• In the event of an emergency shutdown of the FCCU, coke in the reactor and reactor cyclone may be peeled off. On the other hand, a significant period of time will be required to remove the coke. In the event of an emergency shutdown, how should we determine whether or not coke removal is necessary?



  • Marcio Wagner da Silva, Petrobras, marciows@petrobras.com.br

    Coke deposition in the internals of fluid catalytic cracking units like separator vessels are, unfortunately, a common issue, especially for those units processing atmospheric residue (RFCC) which presents high carbon content in the feed. During emergency shutdowns, the instability and transient operation conditions can lead to coke detachment from the cyclones, for example, leading to the poor separation efficiency of the catalyst which will raise significantly the particulate emissions to the atmosphere, leading inevitably to the shutdown of the processing unit for maintenance considering the current environmental regulations and ESG policies.

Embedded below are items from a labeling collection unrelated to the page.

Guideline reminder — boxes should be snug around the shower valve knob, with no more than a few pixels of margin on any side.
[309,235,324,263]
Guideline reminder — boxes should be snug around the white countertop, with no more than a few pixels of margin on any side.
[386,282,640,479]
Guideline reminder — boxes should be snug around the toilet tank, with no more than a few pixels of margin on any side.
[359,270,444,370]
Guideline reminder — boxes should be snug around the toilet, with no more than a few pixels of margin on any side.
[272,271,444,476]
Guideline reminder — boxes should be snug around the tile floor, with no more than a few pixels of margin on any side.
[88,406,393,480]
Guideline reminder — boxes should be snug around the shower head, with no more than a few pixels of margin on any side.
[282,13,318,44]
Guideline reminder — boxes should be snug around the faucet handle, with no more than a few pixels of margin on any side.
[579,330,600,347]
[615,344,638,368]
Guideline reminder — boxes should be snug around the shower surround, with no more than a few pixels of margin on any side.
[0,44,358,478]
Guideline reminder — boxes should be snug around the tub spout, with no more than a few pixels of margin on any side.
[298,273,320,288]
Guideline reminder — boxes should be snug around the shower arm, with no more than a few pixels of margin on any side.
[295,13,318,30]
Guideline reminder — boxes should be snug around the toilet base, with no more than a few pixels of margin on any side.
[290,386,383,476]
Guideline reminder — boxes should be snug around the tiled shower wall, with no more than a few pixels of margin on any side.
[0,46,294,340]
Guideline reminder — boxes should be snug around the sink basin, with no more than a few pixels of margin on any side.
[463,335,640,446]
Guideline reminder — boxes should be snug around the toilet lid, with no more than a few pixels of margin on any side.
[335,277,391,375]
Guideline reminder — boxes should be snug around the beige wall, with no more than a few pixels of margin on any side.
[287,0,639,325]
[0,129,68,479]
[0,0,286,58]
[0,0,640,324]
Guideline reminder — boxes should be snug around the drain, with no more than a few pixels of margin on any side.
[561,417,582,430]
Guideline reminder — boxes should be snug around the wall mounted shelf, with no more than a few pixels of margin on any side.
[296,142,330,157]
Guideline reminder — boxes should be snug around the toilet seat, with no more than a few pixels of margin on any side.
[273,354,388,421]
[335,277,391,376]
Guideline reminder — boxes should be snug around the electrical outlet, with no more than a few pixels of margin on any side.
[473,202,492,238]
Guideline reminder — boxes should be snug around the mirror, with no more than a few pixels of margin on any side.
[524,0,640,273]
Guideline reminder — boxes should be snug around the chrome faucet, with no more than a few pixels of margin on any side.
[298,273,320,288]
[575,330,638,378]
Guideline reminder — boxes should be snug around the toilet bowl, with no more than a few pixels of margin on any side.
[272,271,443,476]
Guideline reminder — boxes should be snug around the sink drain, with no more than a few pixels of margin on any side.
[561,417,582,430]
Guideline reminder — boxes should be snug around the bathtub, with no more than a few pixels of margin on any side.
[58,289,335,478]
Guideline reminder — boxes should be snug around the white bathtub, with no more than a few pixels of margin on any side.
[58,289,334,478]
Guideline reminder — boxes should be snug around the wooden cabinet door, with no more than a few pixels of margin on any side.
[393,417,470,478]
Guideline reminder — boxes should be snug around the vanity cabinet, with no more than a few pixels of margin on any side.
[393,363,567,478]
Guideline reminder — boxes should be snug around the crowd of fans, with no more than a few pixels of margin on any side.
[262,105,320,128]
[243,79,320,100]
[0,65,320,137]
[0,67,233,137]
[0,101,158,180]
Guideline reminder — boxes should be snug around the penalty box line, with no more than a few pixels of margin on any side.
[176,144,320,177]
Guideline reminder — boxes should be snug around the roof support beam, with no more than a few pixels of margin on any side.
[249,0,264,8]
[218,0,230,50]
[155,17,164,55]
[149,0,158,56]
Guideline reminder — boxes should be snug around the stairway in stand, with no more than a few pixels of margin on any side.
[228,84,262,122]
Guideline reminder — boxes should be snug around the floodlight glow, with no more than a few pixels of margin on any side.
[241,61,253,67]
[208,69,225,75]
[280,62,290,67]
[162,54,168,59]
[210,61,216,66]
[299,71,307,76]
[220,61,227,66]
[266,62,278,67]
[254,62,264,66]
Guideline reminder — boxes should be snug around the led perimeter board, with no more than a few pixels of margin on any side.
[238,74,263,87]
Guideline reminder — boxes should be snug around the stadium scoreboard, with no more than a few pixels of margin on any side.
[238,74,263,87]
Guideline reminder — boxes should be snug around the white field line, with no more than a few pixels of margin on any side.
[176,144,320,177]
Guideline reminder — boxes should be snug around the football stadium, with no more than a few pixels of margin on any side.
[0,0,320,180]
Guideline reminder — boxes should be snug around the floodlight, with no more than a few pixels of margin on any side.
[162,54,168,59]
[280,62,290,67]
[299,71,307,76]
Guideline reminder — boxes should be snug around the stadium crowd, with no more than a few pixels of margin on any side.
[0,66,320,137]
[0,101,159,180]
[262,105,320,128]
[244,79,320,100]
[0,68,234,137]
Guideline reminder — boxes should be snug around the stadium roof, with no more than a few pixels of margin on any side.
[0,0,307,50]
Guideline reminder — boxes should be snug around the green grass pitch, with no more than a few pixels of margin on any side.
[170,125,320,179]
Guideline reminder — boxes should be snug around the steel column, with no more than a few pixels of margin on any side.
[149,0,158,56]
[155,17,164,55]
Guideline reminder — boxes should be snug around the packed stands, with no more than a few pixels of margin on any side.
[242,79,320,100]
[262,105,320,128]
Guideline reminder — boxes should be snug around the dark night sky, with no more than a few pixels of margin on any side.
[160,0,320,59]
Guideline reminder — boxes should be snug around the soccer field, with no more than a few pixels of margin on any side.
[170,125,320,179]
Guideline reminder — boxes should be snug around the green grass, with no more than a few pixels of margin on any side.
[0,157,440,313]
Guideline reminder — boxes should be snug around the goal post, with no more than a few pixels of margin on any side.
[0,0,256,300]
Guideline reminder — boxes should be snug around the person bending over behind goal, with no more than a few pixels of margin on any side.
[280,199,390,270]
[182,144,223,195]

    Some refiners are applying the strategy to install devices in regions where historically are found coke deposition capable to sustain and attach the coke, avoiding the falling over the equipment internals. These devices can be designed according to the historical of coke deposition in the processing unit and are installed during the planned shutdown for maintenance. Regarding the question of remove or not the coke during an emergency shutdown, this should be a technical and economic decision considering the performance of the processing unit previously of the shutdown, availability of maintenance resources and materials, and the remaining life cycle of the processing unit.